Artwork
Untitled

Untitled is an ink print by Georg Schrimpf. It dates from 1918 and is held in the collection of the Museum of Modern Art.
About this work
Overview
Executed in black and white, the print employs stark contrasts and simplified forms to depict a quiet, intimate scene.
Created in 1918, this woodcut by Georg Schrimpf belongs to the early phase of Neue Sachlichkeit, a German artistic movement that turned away from emotional abstraction toward measured realism. Executed in black and white, the print employs stark contrasts and simplified forms to depict a quiet, intimate scene. Schrimpf’s approach avoids dramatic expression, favoring clarity and compositional restraint.
Subject & Meaning
Two nude figures are positioned within a dense, stylized jungle. The woman faces the man, who is seen from behind, his head turned toward her in a gesture of quiet attention. The setting suggests a private, almost mythic moment, stripped of narrative detail. The absence of context invites contemplation rather than interpretation, aligning with the movement’s preference for objective observation over symbolic storytelling.
Technique & Style
Schrimpf used bold, carved black lines to define forms, creating sharp contrasts against the uninked paper. The foliage and figures are rendered with rhythmic, repetitive patterns that emphasize texture over naturalism. The woodcut’s graphic intensity stems from its reduction of detail—each element is simplified into essential shapes, reflecting a deliberate move away from Expressionist fluidity toward structural clarity.
History & Provenance
Produced shortly after World War I, the work emerged during a period of cultural reevaluation in Germany. Schrimpf, alongside Dix and Grosz, helped define Neue Sachlichkeit’s visual language. While the exact provenance of this specific print is not widely documented, it aligns with his early output from the period, often circulated in artist-led publications or small exhibitions focused on postwar realism.
Context
In the aftermath of war and social upheaval, many German artists rejected the emotional intensity of Expressionism in favor of a cooler, more detached mode of representation.

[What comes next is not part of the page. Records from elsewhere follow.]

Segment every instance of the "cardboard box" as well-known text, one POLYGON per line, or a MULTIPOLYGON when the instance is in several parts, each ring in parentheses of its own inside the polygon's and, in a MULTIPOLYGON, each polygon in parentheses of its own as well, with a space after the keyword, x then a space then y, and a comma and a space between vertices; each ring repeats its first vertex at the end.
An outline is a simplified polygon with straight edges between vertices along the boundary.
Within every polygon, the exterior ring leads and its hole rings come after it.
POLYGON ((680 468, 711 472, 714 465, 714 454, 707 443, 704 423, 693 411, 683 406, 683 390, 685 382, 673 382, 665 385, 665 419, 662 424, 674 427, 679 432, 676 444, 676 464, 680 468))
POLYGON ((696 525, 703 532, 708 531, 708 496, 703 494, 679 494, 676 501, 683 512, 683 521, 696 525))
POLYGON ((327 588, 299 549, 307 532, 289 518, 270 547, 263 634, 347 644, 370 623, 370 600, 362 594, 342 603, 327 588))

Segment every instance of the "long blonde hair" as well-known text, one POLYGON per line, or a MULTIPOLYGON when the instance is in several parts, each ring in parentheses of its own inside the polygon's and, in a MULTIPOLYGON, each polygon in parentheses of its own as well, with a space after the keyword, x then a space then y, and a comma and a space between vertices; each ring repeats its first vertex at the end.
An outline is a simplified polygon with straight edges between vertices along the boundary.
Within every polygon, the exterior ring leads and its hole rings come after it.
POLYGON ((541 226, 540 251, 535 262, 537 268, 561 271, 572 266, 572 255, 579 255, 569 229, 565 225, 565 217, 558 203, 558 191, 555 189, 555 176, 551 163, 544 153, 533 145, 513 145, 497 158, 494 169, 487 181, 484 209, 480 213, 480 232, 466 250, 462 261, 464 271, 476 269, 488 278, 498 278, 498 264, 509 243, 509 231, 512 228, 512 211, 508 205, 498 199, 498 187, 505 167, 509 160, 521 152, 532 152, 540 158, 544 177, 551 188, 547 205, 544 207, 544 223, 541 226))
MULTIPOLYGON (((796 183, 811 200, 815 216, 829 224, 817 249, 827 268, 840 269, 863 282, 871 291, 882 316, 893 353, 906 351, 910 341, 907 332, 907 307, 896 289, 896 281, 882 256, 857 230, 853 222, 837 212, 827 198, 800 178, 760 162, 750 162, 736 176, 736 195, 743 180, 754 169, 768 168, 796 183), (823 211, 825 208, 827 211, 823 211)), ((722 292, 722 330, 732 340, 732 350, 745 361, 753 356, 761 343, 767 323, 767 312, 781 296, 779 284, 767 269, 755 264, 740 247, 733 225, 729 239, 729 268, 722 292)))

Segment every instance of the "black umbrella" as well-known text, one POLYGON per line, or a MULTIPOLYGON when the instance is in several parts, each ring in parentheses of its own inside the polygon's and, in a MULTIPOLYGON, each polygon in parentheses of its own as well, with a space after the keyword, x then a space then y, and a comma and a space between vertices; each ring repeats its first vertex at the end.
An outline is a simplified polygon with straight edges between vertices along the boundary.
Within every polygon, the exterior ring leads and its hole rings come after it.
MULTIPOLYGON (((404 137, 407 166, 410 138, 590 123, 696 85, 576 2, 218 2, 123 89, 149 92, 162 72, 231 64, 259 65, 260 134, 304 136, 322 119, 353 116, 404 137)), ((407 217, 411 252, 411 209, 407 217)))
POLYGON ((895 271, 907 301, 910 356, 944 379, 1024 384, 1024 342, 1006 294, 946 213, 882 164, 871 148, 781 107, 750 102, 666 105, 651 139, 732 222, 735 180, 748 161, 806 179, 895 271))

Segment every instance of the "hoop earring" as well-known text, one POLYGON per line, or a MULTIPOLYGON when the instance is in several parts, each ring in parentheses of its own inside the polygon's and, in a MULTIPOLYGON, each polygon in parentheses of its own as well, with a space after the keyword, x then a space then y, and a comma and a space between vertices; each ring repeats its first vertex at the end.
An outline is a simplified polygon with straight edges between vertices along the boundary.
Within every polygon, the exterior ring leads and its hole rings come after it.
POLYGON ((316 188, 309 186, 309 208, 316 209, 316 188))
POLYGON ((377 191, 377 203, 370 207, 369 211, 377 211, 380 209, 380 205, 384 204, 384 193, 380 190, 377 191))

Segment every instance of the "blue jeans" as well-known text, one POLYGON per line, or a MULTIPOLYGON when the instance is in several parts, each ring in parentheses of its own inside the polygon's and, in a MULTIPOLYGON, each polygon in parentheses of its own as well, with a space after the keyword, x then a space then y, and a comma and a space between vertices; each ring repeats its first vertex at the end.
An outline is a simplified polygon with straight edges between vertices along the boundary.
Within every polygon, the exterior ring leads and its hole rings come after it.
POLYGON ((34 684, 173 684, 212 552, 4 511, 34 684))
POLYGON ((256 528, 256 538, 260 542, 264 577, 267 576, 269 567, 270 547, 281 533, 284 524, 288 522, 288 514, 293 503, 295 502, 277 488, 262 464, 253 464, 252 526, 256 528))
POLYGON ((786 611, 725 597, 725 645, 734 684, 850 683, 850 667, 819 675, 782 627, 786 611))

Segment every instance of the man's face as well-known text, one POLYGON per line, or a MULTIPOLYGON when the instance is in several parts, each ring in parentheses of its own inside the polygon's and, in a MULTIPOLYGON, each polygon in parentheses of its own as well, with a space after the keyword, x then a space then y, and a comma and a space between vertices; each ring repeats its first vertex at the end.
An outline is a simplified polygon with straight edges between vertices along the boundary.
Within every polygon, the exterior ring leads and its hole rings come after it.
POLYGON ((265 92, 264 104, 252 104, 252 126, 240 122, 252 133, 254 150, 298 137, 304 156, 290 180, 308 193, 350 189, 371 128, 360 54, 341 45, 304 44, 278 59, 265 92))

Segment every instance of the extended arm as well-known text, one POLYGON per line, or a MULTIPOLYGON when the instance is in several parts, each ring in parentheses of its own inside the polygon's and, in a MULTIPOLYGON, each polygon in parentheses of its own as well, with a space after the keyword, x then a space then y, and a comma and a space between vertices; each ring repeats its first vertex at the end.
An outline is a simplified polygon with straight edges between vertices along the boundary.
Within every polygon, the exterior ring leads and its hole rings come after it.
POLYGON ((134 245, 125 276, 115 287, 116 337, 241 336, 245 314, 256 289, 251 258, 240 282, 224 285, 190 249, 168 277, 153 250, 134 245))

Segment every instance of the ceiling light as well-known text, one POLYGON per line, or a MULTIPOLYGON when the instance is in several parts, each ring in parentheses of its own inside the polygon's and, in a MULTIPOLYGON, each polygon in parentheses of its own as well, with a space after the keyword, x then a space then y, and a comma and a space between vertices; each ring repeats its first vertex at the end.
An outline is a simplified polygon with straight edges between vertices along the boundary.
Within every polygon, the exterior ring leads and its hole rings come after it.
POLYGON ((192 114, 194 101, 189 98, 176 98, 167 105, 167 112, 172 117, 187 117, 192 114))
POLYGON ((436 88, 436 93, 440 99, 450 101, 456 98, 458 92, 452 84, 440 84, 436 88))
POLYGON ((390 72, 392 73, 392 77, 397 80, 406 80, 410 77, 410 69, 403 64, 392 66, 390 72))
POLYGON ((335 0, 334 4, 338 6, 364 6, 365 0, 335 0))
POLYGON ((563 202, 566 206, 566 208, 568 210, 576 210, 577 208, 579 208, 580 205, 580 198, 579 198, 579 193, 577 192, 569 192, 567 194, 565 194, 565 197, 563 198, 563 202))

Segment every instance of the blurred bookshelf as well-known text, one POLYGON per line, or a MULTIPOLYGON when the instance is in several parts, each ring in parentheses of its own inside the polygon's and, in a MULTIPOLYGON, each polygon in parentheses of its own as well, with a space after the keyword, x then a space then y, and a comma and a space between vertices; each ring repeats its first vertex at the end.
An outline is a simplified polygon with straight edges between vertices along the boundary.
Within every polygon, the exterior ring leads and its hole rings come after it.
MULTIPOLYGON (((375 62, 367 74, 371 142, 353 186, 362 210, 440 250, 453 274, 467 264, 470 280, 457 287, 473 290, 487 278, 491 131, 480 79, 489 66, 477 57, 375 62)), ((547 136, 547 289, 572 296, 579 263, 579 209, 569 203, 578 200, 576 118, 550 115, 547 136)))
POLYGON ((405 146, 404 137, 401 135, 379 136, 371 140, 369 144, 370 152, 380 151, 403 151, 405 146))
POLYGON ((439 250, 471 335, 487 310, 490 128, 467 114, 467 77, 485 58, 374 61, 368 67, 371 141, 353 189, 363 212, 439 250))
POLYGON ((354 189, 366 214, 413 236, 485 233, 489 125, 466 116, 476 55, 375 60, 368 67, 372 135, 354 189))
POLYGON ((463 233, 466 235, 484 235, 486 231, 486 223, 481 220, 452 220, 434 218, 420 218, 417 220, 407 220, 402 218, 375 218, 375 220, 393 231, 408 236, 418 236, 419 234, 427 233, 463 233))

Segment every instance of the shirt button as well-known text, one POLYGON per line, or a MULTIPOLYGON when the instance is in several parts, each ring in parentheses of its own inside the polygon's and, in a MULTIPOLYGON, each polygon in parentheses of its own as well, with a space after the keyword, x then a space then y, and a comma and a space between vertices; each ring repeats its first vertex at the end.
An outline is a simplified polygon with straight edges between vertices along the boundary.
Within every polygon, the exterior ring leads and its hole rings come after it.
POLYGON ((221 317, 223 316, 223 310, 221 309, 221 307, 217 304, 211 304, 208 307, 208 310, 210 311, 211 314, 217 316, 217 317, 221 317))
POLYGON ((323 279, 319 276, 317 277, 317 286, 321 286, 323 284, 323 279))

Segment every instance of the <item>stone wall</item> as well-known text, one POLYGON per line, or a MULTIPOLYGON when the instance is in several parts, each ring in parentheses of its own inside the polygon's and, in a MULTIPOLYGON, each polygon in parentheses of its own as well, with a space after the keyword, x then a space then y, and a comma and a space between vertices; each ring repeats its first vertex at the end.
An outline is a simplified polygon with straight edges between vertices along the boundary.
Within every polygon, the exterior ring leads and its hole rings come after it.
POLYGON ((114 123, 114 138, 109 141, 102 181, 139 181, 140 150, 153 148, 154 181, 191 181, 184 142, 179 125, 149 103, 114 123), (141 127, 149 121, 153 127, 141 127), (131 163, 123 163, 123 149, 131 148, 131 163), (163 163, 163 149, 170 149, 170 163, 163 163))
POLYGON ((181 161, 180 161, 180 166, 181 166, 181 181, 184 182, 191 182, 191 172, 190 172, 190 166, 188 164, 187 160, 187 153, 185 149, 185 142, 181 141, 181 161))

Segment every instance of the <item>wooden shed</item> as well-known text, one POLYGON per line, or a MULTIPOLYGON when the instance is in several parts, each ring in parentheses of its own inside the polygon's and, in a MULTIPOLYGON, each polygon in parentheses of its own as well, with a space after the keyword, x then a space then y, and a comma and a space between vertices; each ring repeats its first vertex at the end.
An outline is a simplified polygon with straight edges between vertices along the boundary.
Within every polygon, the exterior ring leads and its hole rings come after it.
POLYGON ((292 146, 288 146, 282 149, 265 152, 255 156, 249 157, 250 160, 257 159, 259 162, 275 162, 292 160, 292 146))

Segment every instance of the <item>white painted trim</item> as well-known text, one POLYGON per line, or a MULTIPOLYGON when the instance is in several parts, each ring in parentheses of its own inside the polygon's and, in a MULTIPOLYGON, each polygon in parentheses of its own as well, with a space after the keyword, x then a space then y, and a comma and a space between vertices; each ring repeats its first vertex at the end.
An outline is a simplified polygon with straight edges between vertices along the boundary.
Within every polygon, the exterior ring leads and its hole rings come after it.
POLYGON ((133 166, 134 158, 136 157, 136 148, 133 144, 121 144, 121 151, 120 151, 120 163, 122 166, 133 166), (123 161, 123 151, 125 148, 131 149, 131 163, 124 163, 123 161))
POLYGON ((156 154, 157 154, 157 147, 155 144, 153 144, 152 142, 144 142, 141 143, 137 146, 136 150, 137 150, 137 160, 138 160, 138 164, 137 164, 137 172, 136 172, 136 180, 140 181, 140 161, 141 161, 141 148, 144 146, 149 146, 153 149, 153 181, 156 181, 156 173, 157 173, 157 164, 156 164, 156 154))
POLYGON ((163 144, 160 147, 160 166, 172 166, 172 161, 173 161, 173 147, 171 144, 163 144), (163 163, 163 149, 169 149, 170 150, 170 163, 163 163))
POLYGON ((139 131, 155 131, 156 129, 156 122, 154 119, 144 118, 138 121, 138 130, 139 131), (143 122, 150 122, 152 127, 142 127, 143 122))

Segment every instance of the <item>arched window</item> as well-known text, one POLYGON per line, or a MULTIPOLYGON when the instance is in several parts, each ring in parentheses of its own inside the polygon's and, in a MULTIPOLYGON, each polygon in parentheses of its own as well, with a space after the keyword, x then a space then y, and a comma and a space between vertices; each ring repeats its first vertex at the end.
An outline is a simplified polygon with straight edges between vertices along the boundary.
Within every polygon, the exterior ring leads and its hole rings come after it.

Schrimpf’s woodcut reflects this shift, using the natural world not as a backdrop for psychological drama but as a neutral field for human presence. The jungle setting, while exoticized, is rendered without romanticism.
Legacy
This print exemplifies Schrimpf’s contribution to Neue Sachlichkeit’s formal vocabulary—its emphasis on clarity, economy of line, and restrained figuration. Though less widely known than his contemporaries, his work influenced later generations interested in the intersection of printmaking and observational realism. The woodcut remains a quiet testament to a moment when art sought to re-engage with the visible world without embellishment.
Artist & collection
Artist
Georg Schrimpf (13 February 1889 – 19 April 1938) was a German painter and graphic artist.